B. B. Conclusions du comité
B. B. Conclusions du comité- 227. Lorsqu'il s'est trouvé placé dans des circonstances analogues, le Comité a toujours considéré que le retrait d'une plainte créait une situation dont il convenait d'examiner pleinement la portée. Il a à cet égard estimé que le désir manifesté par une organisation plaignante de retirer sa plainte, tout en constituant un élément dont il devait tenir le plus grand compte, n'était cependant pas en lui-même un motif suffisant pour qu'il se trouve automatiquement dessaisi de l'examen de cette plainte. La même position a été adoptée par la Commission d'investigation et de conciliation en matière de liberté syndicale lorsqu'elle s'est trouvée saisie d'une affaire concernant la Grèce.
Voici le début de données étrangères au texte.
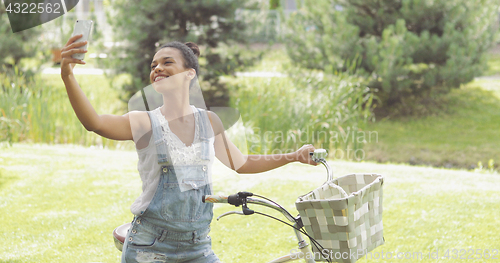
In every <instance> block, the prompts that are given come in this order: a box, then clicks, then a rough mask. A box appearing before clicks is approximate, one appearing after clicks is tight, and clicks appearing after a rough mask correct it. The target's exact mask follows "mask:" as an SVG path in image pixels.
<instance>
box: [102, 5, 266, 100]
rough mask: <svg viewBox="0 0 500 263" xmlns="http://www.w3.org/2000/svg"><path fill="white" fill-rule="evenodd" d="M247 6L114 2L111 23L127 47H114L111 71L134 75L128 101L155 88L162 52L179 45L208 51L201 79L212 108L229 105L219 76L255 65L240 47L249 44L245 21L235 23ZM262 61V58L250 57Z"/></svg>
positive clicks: (129, 87)
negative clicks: (191, 46) (239, 50)
mask: <svg viewBox="0 0 500 263" xmlns="http://www.w3.org/2000/svg"><path fill="white" fill-rule="evenodd" d="M244 4H245V2H243V1H232V0H218V1H216V0H197V1H194V0H186V1H177V0H166V1H153V0H147V1H125V0H116V1H114V2H113V11H114V14H110V16H112V19H108V20H109V21H111V24H112V26H113V27H114V29H115V30H114V31H115V39H116V40H117V41H119V42H121V43H123V45H122V46H119V47H114V48H113V50H112V52H111V53H112V54H113V55H112V56H111V63H109V64H108V65H107V66H108V67H112V68H113V71H114V73H113V74H114V75H116V74H118V73H124V72H126V73H130V74H131V75H132V83H130V84H127V85H125V86H124V87H123V90H124V91H125V93H124V94H123V97H122V99H123V100H124V101H127V100H128V99H129V98H130V97H131V96H132V95H133V94H134V93H135V92H137V91H138V90H139V89H140V88H142V87H145V86H147V85H149V84H150V83H149V81H148V80H149V72H150V71H149V65H150V63H151V60H152V57H153V55H154V54H155V51H156V49H157V48H158V47H159V46H160V45H161V44H164V43H165V42H169V41H173V40H177V41H180V42H187V41H191V42H195V43H197V44H198V45H199V46H200V47H201V48H203V47H205V50H203V51H202V54H201V56H202V57H201V58H200V70H201V72H200V75H201V76H199V77H201V78H200V79H201V80H202V81H200V82H201V86H202V89H203V90H204V95H205V97H206V104H207V106H215V105H217V106H227V104H226V103H227V101H228V98H227V96H228V95H227V92H226V90H225V87H224V85H223V84H222V83H221V82H220V81H219V76H221V75H224V74H231V73H233V72H235V70H237V69H238V68H239V67H241V66H242V65H244V64H246V63H251V62H250V61H254V60H253V59H248V58H246V57H245V56H244V55H242V54H241V53H240V52H239V50H238V48H237V46H236V45H235V43H244V42H245V35H244V33H243V32H244V29H245V24H244V21H238V20H236V19H235V11H236V10H237V9H238V8H242V7H244ZM246 5H248V2H247V3H246ZM221 47H224V48H221ZM260 56H261V53H259V54H257V56H255V55H250V57H253V58H255V57H260ZM207 97H208V98H207Z"/></svg>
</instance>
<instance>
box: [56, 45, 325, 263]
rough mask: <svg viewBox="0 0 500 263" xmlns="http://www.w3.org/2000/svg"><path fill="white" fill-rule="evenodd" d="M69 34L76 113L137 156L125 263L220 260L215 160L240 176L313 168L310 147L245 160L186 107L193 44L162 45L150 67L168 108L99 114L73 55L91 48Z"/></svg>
mask: <svg viewBox="0 0 500 263" xmlns="http://www.w3.org/2000/svg"><path fill="white" fill-rule="evenodd" d="M80 37H81V35H77V36H74V37H71V38H70V39H69V40H68V42H67V44H66V45H65V46H64V48H63V49H62V61H61V77H62V79H63V81H64V84H65V85H66V90H67V93H68V97H69V100H70V102H71V105H72V106H73V109H74V111H75V113H76V115H77V117H78V119H79V120H80V122H81V123H82V124H83V126H84V127H85V128H86V129H87V130H88V131H93V132H95V133H97V134H99V135H101V136H103V137H106V138H109V139H114V140H133V141H134V142H135V145H136V149H137V153H138V155H139V164H138V170H139V173H140V175H141V179H142V182H143V187H142V188H143V192H142V194H141V196H139V198H137V200H136V201H135V202H134V204H133V205H132V207H131V211H132V213H133V214H134V215H135V218H134V221H133V222H132V227H131V228H130V229H131V230H129V233H128V235H127V238H126V242H125V244H124V247H123V254H122V262H204V263H205V262H206V263H211V262H219V259H218V258H217V256H216V255H215V254H214V253H213V251H212V249H211V240H210V237H209V236H208V232H209V231H210V228H209V226H210V222H211V220H212V216H213V212H212V209H213V207H212V205H210V204H202V203H201V196H202V195H205V194H211V188H210V187H211V184H210V179H209V178H210V174H211V167H212V162H213V160H214V157H217V158H218V159H219V160H220V161H221V162H222V163H223V164H224V165H226V166H228V167H229V168H231V169H233V170H235V171H236V172H238V173H260V172H264V171H268V170H271V169H274V168H277V167H280V166H282V165H285V164H287V163H290V162H293V161H299V162H302V163H307V164H311V165H316V163H314V162H313V161H312V160H310V158H309V152H312V151H314V147H313V146H312V145H304V146H303V147H301V148H300V149H299V150H297V151H296V152H293V153H288V154H275V155H266V156H261V155H243V154H242V153H241V151H240V150H239V149H238V148H237V147H236V146H235V145H234V144H233V143H232V142H231V141H230V140H229V139H228V138H227V137H226V135H225V131H224V127H223V125H222V122H221V120H220V119H219V117H218V116H217V115H216V114H215V113H213V112H211V111H205V110H202V109H198V108H195V107H194V106H191V105H189V89H190V87H191V86H193V84H194V82H195V81H196V76H197V74H198V70H199V64H198V56H199V54H200V52H199V49H198V47H197V46H196V44H194V43H186V44H182V43H180V42H171V43H168V44H166V45H164V46H162V47H161V48H160V49H159V50H158V52H157V53H156V54H155V56H154V58H153V60H152V63H151V73H150V81H151V83H152V85H153V88H154V89H155V90H156V91H157V92H158V93H160V94H161V95H162V97H163V105H162V106H160V107H158V108H156V109H154V110H152V111H131V112H128V113H126V114H124V115H122V116H116V115H109V114H101V115H99V114H97V113H96V112H95V110H94V108H93V107H92V105H91V104H90V102H89V101H88V99H87V97H86V96H85V94H84V93H83V92H82V90H81V89H80V87H79V85H78V83H77V82H76V79H75V77H74V75H73V67H74V65H75V64H85V62H83V61H81V60H78V59H73V58H72V57H71V55H72V54H75V53H85V52H87V51H86V50H81V49H78V48H79V47H81V46H83V45H85V44H86V42H82V43H74V42H75V41H76V40H77V39H78V38H80Z"/></svg>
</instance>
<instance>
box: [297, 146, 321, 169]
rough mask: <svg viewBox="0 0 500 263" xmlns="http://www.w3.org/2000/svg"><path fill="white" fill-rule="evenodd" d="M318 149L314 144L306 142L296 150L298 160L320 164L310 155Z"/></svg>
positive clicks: (309, 163)
mask: <svg viewBox="0 0 500 263" xmlns="http://www.w3.org/2000/svg"><path fill="white" fill-rule="evenodd" d="M314 150H316V149H315V148H314V146H313V145H312V144H305V145H303V146H302V147H300V149H298V150H297V151H295V155H296V158H297V161H299V162H301V163H306V164H311V165H315V166H316V165H318V163H317V162H315V161H313V160H312V159H311V156H310V155H309V153H310V152H314Z"/></svg>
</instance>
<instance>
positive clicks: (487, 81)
mask: <svg viewBox="0 0 500 263" xmlns="http://www.w3.org/2000/svg"><path fill="white" fill-rule="evenodd" d="M290 68H292V67H291V62H290V60H289V58H288V57H287V56H286V53H285V51H284V50H271V51H270V52H269V53H267V54H266V56H265V57H264V59H263V60H262V62H261V63H259V64H257V65H255V66H254V67H252V68H250V69H249V71H277V72H284V71H286V70H287V69H290ZM498 72H500V55H498V54H490V55H489V56H488V70H487V72H485V75H499V74H500V73H498ZM280 81H281V82H286V80H284V79H282V80H280ZM241 82H242V83H244V85H246V86H248V87H256V88H254V89H258V88H262V87H266V88H267V89H268V90H269V91H268V90H266V89H264V90H266V92H265V93H263V95H262V96H263V98H265V99H264V100H263V102H260V103H259V104H258V106H255V107H247V108H252V109H253V108H255V109H258V108H259V107H261V106H263V105H264V104H265V103H268V101H269V99H268V97H264V96H269V94H272V92H274V91H276V90H280V89H285V90H286V89H287V88H288V87H290V86H291V85H289V86H286V85H284V86H283V85H280V84H279V83H278V81H274V80H270V79H265V78H263V79H256V78H246V79H244V80H241ZM267 83H272V85H269V84H267ZM266 84H267V86H266ZM280 94H287V95H286V96H285V97H287V98H288V97H289V96H290V94H293V93H291V92H289V90H286V91H285V92H280ZM243 98H244V99H245V100H242V102H244V103H248V104H251V103H250V102H248V100H249V98H253V97H252V96H251V95H250V96H249V95H245V96H243ZM280 100H281V101H285V99H280ZM438 101H439V103H440V104H441V105H440V108H441V109H443V110H442V111H441V112H438V113H436V114H434V115H432V116H427V117H409V118H398V119H377V120H376V122H375V123H370V124H369V125H367V127H364V128H363V129H364V130H365V133H367V134H368V133H371V134H372V135H374V136H373V137H370V138H367V142H366V143H365V145H364V148H363V152H364V159H365V160H369V161H377V162H382V163H385V162H398V163H411V164H422V165H430V166H438V167H449V168H452V167H453V168H467V169H473V168H476V167H477V166H478V162H482V164H483V166H487V163H488V161H489V160H493V161H494V162H495V163H496V164H495V169H497V170H498V167H499V166H498V163H500V149H499V148H498V142H500V141H499V139H498V131H499V130H500V80H495V79H482V80H476V81H473V82H471V83H468V84H466V85H463V86H462V87H460V88H458V89H453V90H452V91H451V92H450V93H449V94H447V95H445V96H444V97H442V98H440V99H438ZM242 102H238V103H239V104H243V103H242ZM269 104H271V105H273V103H269ZM248 112H251V113H252V114H254V111H253V110H252V111H248ZM254 115H257V114H254ZM279 121H281V122H286V123H287V125H289V124H290V122H293V121H294V120H293V118H285V120H283V119H280V120H279ZM279 121H277V122H276V123H278V122H279ZM279 126H282V127H284V126H286V125H283V124H280V125H279ZM375 135H376V136H375ZM344 152H345V153H346V151H345V149H344ZM358 156H359V155H358ZM343 159H349V160H352V159H354V158H353V157H352V156H350V157H346V156H344V158H343Z"/></svg>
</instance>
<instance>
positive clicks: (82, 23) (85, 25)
mask: <svg viewBox="0 0 500 263" xmlns="http://www.w3.org/2000/svg"><path fill="white" fill-rule="evenodd" d="M92 23H93V22H92V20H76V22H75V29H74V30H73V35H72V36H75V35H79V34H83V36H82V37H81V38H79V39H77V40H76V41H75V43H78V42H83V41H88V40H89V37H90V33H91V32H92V31H91V29H92ZM87 46H88V43H87V44H85V46H82V47H80V48H79V49H83V50H87ZM71 57H73V58H76V59H81V60H83V59H84V58H85V53H76V54H73V55H71Z"/></svg>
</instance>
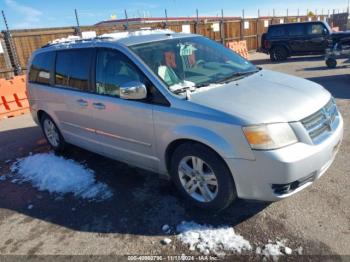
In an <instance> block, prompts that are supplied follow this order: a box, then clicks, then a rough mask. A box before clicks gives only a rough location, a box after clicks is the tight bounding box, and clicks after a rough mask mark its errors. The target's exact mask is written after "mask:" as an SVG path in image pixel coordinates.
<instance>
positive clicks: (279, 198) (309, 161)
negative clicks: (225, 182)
mask: <svg viewBox="0 0 350 262" xmlns="http://www.w3.org/2000/svg"><path fill="white" fill-rule="evenodd" d="M339 117H340V119H339V120H340V122H339V125H338V128H337V129H336V130H334V133H333V134H332V135H331V136H330V137H328V138H327V139H326V140H325V141H323V142H322V143H321V144H318V145H309V144H306V143H296V144H294V145H291V146H287V147H284V148H281V149H277V150H271V151H254V155H255V160H254V161H252V160H245V159H225V160H226V162H227V164H228V166H229V168H230V170H231V173H232V174H233V177H234V180H235V184H236V189H237V194H238V197H240V198H243V199H254V200H262V201H277V200H281V199H284V198H286V197H289V196H291V195H293V194H295V193H297V192H299V191H300V190H302V189H304V188H305V187H307V186H309V185H311V184H312V183H313V181H315V180H316V179H318V178H320V177H321V176H322V175H323V174H324V173H325V172H326V171H327V169H328V168H329V167H330V165H331V164H332V162H333V160H334V158H335V156H336V153H337V151H338V149H339V146H340V143H341V140H342V138H343V120H342V118H341V116H339Z"/></svg>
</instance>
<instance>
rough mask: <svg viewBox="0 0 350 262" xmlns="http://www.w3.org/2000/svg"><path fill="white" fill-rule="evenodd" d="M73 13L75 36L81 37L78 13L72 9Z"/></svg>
mask: <svg viewBox="0 0 350 262" xmlns="http://www.w3.org/2000/svg"><path fill="white" fill-rule="evenodd" d="M74 13H75V20H76V22H77V27H76V35H78V36H81V31H80V24H79V17H78V11H77V9H74Z"/></svg>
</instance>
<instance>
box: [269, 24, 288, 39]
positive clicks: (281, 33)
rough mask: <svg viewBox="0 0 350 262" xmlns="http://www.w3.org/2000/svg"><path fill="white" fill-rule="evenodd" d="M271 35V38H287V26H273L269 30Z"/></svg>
mask: <svg viewBox="0 0 350 262" xmlns="http://www.w3.org/2000/svg"><path fill="white" fill-rule="evenodd" d="M269 35H270V36H275V37H278V36H285V35H286V28H285V26H272V27H270V29H269Z"/></svg>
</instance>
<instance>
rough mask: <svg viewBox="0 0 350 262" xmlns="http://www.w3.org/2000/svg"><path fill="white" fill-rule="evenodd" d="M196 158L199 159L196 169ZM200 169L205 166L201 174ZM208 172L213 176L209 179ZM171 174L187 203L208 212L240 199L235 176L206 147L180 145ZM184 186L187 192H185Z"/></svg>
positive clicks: (197, 144) (170, 167) (212, 211)
mask: <svg viewBox="0 0 350 262" xmlns="http://www.w3.org/2000/svg"><path fill="white" fill-rule="evenodd" d="M194 159H197V160H196V161H195V162H196V163H197V168H196V167H195V166H196V164H195V163H194ZM200 160H202V161H203V163H202V162H201V161H200ZM201 163H202V165H201ZM199 166H202V168H201V170H202V172H199V171H198V170H200V168H198V167H199ZM191 168H192V170H191ZM196 171H197V174H195V173H196ZM191 172H192V173H191ZM199 173H201V174H199ZM209 173H211V174H212V175H210V176H209ZM170 174H171V177H172V180H173V182H174V184H175V185H176V187H177V188H178V189H179V191H180V193H181V194H182V196H183V197H184V198H185V199H186V200H187V202H189V203H191V205H194V206H196V207H198V208H200V209H203V210H205V211H212V212H219V211H221V210H223V209H225V208H227V207H228V206H229V205H230V204H231V203H232V202H233V201H234V200H235V199H236V198H237V193H236V187H235V184H234V181H233V177H232V174H231V172H230V170H229V169H228V167H227V166H226V163H225V162H224V161H223V160H222V158H221V157H220V156H218V155H217V153H215V152H214V151H213V150H211V149H210V148H208V147H206V146H204V145H201V144H197V143H186V144H182V145H180V146H179V147H178V148H177V149H176V150H175V152H174V153H173V155H172V159H171V164H170ZM213 175H214V176H213ZM215 184H216V185H215ZM185 185H186V186H187V188H188V189H185ZM208 190H209V191H208ZM190 191H191V193H190ZM192 191H193V192H192ZM203 192H205V193H204V194H203Z"/></svg>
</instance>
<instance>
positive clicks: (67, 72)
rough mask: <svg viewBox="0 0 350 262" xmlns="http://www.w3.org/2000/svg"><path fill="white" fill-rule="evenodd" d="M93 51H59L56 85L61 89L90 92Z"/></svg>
mask: <svg viewBox="0 0 350 262" xmlns="http://www.w3.org/2000/svg"><path fill="white" fill-rule="evenodd" d="M91 54H92V50H91V49H87V48H86V49H75V50H65V51H58V52H57V57H56V74H55V84H56V85H58V86H61V87H67V88H73V89H78V90H81V91H90V88H89V72H90V61H91Z"/></svg>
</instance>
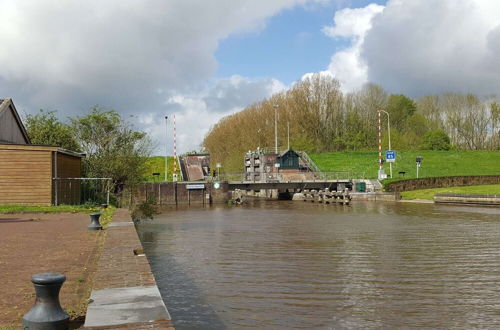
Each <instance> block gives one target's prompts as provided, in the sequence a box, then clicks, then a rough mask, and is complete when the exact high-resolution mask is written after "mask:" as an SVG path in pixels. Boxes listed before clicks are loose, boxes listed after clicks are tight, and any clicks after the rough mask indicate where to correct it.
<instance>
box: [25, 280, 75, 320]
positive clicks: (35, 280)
mask: <svg viewBox="0 0 500 330" xmlns="http://www.w3.org/2000/svg"><path fill="white" fill-rule="evenodd" d="M64 281H66V276H64V275H63V274H57V273H42V274H35V275H33V276H31V282H33V285H34V286H35V293H36V300H35V305H34V306H33V307H32V308H31V310H30V311H29V312H28V313H26V314H25V315H24V316H23V327H24V329H54V330H56V329H57V330H59V329H68V325H69V315H68V314H66V312H65V311H64V310H63V309H62V308H61V305H60V303H59V291H60V290H61V287H62V285H63V283H64Z"/></svg>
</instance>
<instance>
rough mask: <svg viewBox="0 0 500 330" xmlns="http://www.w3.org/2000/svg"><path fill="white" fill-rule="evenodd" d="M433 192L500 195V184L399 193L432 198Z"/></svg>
mask: <svg viewBox="0 0 500 330" xmlns="http://www.w3.org/2000/svg"><path fill="white" fill-rule="evenodd" d="M435 194H486V195H500V184H491V185H480V186H466V187H448V188H432V189H422V190H412V191H405V192H402V193H401V197H402V199H407V200H409V199H429V200H432V199H434V195H435Z"/></svg>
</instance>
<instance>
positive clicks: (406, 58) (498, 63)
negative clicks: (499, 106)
mask: <svg viewBox="0 0 500 330" xmlns="http://www.w3.org/2000/svg"><path fill="white" fill-rule="evenodd" d="M499 13H500V2H498V1H496V0H440V1H425V0H389V1H388V2H387V4H386V6H385V8H384V7H382V6H379V5H375V4H371V5H368V6H366V7H364V8H358V9H349V8H347V9H342V10H339V11H337V12H336V14H335V17H334V24H333V25H332V26H328V27H325V28H324V29H323V32H324V33H325V34H326V35H328V36H330V37H332V38H335V39H341V38H347V39H348V40H349V41H350V45H349V46H348V47H346V48H344V49H341V50H340V51H338V52H336V53H335V54H334V55H333V56H332V58H331V61H330V64H329V66H328V71H330V72H331V73H333V74H334V76H335V77H336V78H337V79H339V80H340V82H341V83H342V87H343V89H344V90H346V91H351V90H355V89H358V88H360V87H361V86H362V85H363V84H364V83H366V82H373V83H377V84H380V85H381V86H383V87H384V88H385V89H387V90H388V91H389V92H391V93H404V94H407V95H410V96H419V95H422V94H430V93H443V92H470V93H476V94H478V95H491V94H497V95H498V94H500V87H499V86H500V61H498V54H499V51H500V14H499Z"/></svg>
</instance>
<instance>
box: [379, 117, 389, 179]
mask: <svg viewBox="0 0 500 330" xmlns="http://www.w3.org/2000/svg"><path fill="white" fill-rule="evenodd" d="M379 112H383V113H385V114H386V115H387V134H388V138H389V150H392V148H391V120H390V116H389V113H388V112H387V111H384V110H379ZM389 172H390V173H391V178H392V162H391V163H389Z"/></svg>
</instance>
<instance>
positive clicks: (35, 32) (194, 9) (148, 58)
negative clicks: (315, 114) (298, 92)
mask: <svg viewBox="0 0 500 330" xmlns="http://www.w3.org/2000/svg"><path fill="white" fill-rule="evenodd" d="M323 1H324V0H233V1H227V0H211V1H194V0H148V1H137V0H108V1H99V0H86V1H64V2H61V1H59V0H23V1H18V0H3V1H1V3H2V7H1V8H2V9H1V10H2V19H1V20H0V43H1V44H2V50H1V51H0V66H1V69H0V90H1V91H2V92H1V93H2V95H0V96H3V97H13V99H14V101H15V102H16V104H17V105H18V108H20V110H26V111H27V112H33V111H36V110H38V109H39V108H52V109H58V110H59V111H60V113H61V115H62V116H64V117H65V116H69V115H74V114H79V113H81V112H82V111H86V110H87V109H88V108H89V107H91V106H93V105H96V104H99V105H102V106H104V107H109V108H115V109H117V110H119V111H120V112H122V113H123V114H136V115H141V114H152V116H153V117H152V118H156V117H158V118H163V116H162V115H159V114H163V113H165V112H166V111H167V110H169V109H173V108H175V106H174V105H172V104H168V103H167V104H165V97H168V96H171V95H172V93H173V91H177V92H176V93H180V92H179V91H184V92H186V91H187V93H189V91H192V90H197V89H200V87H199V86H200V85H201V86H203V85H204V84H206V83H207V81H211V79H213V76H214V74H215V72H216V70H217V62H216V59H215V57H214V52H215V50H216V49H217V46H218V43H219V42H220V41H221V40H223V39H225V38H227V37H228V36H229V35H231V34H236V33H245V32H249V31H259V29H262V28H263V27H264V26H265V24H266V21H267V19H269V18H270V17H272V16H273V15H275V14H277V13H278V12H280V11H282V10H284V9H287V8H291V7H293V6H296V5H305V4H308V3H314V2H318V3H321V2H323ZM232 79H236V78H232ZM219 83H224V81H220V82H219ZM237 85H238V83H237V82H234V81H233V82H231V83H230V84H229V85H228V86H227V88H229V87H234V86H237ZM250 85H251V86H253V88H254V89H258V87H257V86H255V85H252V84H250ZM264 85H265V86H266V88H267V87H268V86H269V85H268V84H267V82H266V83H264ZM278 85H279V84H278ZM215 86H217V83H215ZM251 86H247V87H248V88H247V89H246V90H247V92H248V93H249V95H248V96H245V95H241V94H240V95H239V99H238V100H235V99H234V98H235V95H234V94H232V93H228V94H226V95H225V98H223V97H218V96H217V95H212V102H215V103H217V104H218V106H217V107H216V106H215V105H214V104H210V102H211V101H210V100H208V99H207V100H204V101H203V102H206V103H207V104H208V108H207V109H205V110H199V111H208V112H210V111H219V112H224V111H229V110H230V109H232V108H236V107H238V106H241V104H243V103H244V102H254V101H257V99H252V98H251V97H250V96H251V95H260V94H262V93H260V94H259V92H258V91H257V90H249V88H250V87H251ZM275 87H276V86H275ZM214 88H216V87H214ZM278 89H279V86H278ZM224 90H225V87H224V86H222V87H220V90H219V92H223V91H224ZM240 90H241V91H243V90H245V89H244V88H242V89H240ZM213 92H214V93H215V92H216V90H213ZM207 97H208V96H207ZM186 99H189V97H186ZM189 106H192V105H189ZM186 107H187V105H184V107H183V106H181V105H179V106H177V108H179V109H185V108H186ZM226 107H229V108H226ZM194 108H196V107H194ZM190 111H194V110H190ZM186 114H187V112H186ZM186 114H184V115H186ZM190 115H192V116H193V117H196V113H193V112H191V113H190ZM179 118H181V115H179ZM141 123H142V122H139V123H138V124H141ZM159 125H160V124H159ZM197 142H198V143H199V142H200V141H197Z"/></svg>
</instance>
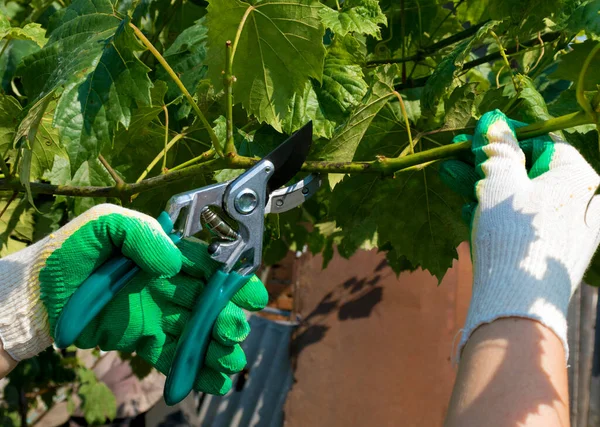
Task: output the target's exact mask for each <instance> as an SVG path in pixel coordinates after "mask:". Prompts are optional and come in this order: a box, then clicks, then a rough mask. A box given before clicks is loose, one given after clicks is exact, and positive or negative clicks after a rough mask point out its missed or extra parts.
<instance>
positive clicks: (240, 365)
mask: <svg viewBox="0 0 600 427" xmlns="http://www.w3.org/2000/svg"><path fill="white" fill-rule="evenodd" d="M205 363H206V366H207V367H209V368H212V369H215V370H218V371H220V372H223V373H226V374H234V373H236V372H239V371H241V370H242V369H244V368H245V367H246V363H247V360H246V354H245V353H244V350H242V347H241V346H240V345H239V344H234V345H231V346H229V345H222V344H219V343H218V342H216V341H212V342H211V343H210V344H209V346H208V351H207V352H206V360H205Z"/></svg>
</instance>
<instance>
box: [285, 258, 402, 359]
mask: <svg viewBox="0 0 600 427" xmlns="http://www.w3.org/2000/svg"><path fill="white" fill-rule="evenodd" d="M387 265H388V264H387V261H385V260H384V261H382V262H381V263H380V264H379V265H378V266H377V267H376V268H375V269H374V270H373V274H370V275H367V276H365V277H363V278H361V279H358V278H357V277H353V278H351V279H348V280H346V281H345V282H343V283H341V284H339V285H338V286H336V287H335V289H334V290H333V291H331V292H329V293H328V294H327V295H325V296H324V297H323V299H322V300H321V301H320V302H319V304H318V305H317V307H316V308H315V309H314V310H313V311H312V312H311V313H310V314H309V315H308V316H306V317H305V318H304V319H303V321H302V325H301V326H300V328H299V331H298V333H297V334H296V336H295V337H294V339H293V341H292V355H293V356H292V357H294V358H296V357H298V355H299V354H300V353H301V352H302V350H303V349H305V348H306V347H308V346H310V345H312V344H315V343H317V342H319V341H321V340H322V339H323V337H324V336H325V334H326V333H327V331H328V330H329V326H327V325H326V324H324V323H322V322H321V321H320V320H324V318H325V317H327V316H328V315H330V314H332V313H334V312H337V317H338V319H339V320H340V321H344V320H349V319H360V318H365V317H369V316H371V314H372V313H373V310H374V309H375V306H376V305H377V304H379V303H380V302H381V300H382V299H383V287H382V286H377V284H378V283H379V282H380V281H381V278H382V273H381V272H382V270H384V269H385V267H387ZM388 274H393V273H388Z"/></svg>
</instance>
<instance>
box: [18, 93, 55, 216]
mask: <svg viewBox="0 0 600 427" xmlns="http://www.w3.org/2000/svg"><path fill="white" fill-rule="evenodd" d="M53 110H54V104H53V103H52V93H50V94H48V95H47V96H45V97H43V98H42V99H40V100H39V101H38V102H36V103H35V104H34V105H33V106H32V107H31V108H30V109H29V111H28V112H27V114H26V115H25V117H24V118H23V120H22V121H21V123H20V124H19V128H18V130H17V132H16V133H15V135H14V142H15V144H16V145H20V146H21V147H20V148H21V150H22V159H21V163H20V166H19V180H20V181H21V183H22V184H23V186H24V187H25V189H26V191H27V196H28V198H29V202H30V203H31V204H32V205H33V196H32V194H31V189H30V186H31V184H30V181H31V180H32V179H33V180H36V179H39V178H42V176H43V175H44V173H45V172H46V171H48V170H51V169H52V167H53V164H54V158H55V157H56V156H59V157H66V153H65V151H64V149H63V147H62V146H61V144H60V143H59V141H58V131H57V130H56V129H55V128H53V127H52V113H53Z"/></svg>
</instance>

La Commission d'investigation et de conciliation tout comme le Comité de la liberté syndicale ont rappelé, en se fondant notamment sur un principe établi par le Conseil d'administration dès 1937, qu'il leur appartenait d'apprécier les raisons invoquées pour expliquer le retrait d'une plainte et de rechercher si celles-ci permettent de penser que ce retrait a été effectué en pleine indépendance.
- 228. Compte tenu aussi du fait que la F.S.M, qui est également plaignante dans l'affaire, n'a pas retiré sa plainte, le Comité estime ne pas se trouver dessaisi du cas du seul fait du retrait de sa plainte par la C.G.T.C.
- 229. Cela étant, le Comité constate que la communication du 18 avril 1967 reçue du porte-parole de la C.G.T.C ne précise pas les nouveaux éléments qui seraient intervenus dans les rapports entre la C.G.T.C et le gouvernement et qui, d'après cette communication, seraient à l'origine du retrait de sa plainte par cette organisation. Il lui apparaît donc nécessaire de connaître la nature des éléments nouveaux invoqués par le plaignant pour expliquer le retrait de sa plainte.
Recommandation du comité
Recommandation du comité- 230. Le Comité recommande donc au Conseil d'administration:
- a) de prier la C.G.T.C de bien vouloir indiquer les éléments nouveaux qui seraient intervenus dans les rapports entre cette organisation et le gouvernement;
- b) de prier également le gouvernement de bien vouloir fournir des renseignements au sujet de la question mentionnée à l'alinéa précédent;
- c) de prier le gouvernement de bien vouloir lui faire savoir si les personnes mentionnées au paragraphe 218 ci-dessus ont été remises en liberté ou si elles ont passé en jugement devant une instance judiciaire régulière et, dans l'affirmative, de bien vouloir fournir le texte et les attendus du jugement rendu;
- d) de prendre note du présent rapport intérimaire, étant entendu que le Comité fera de nouveau rapport lorsqu'il sera en possession des informations complémentaires sollicitées de la C.G.T.C et du gouvernement aux alinéas a), b) et c) ci-dessus.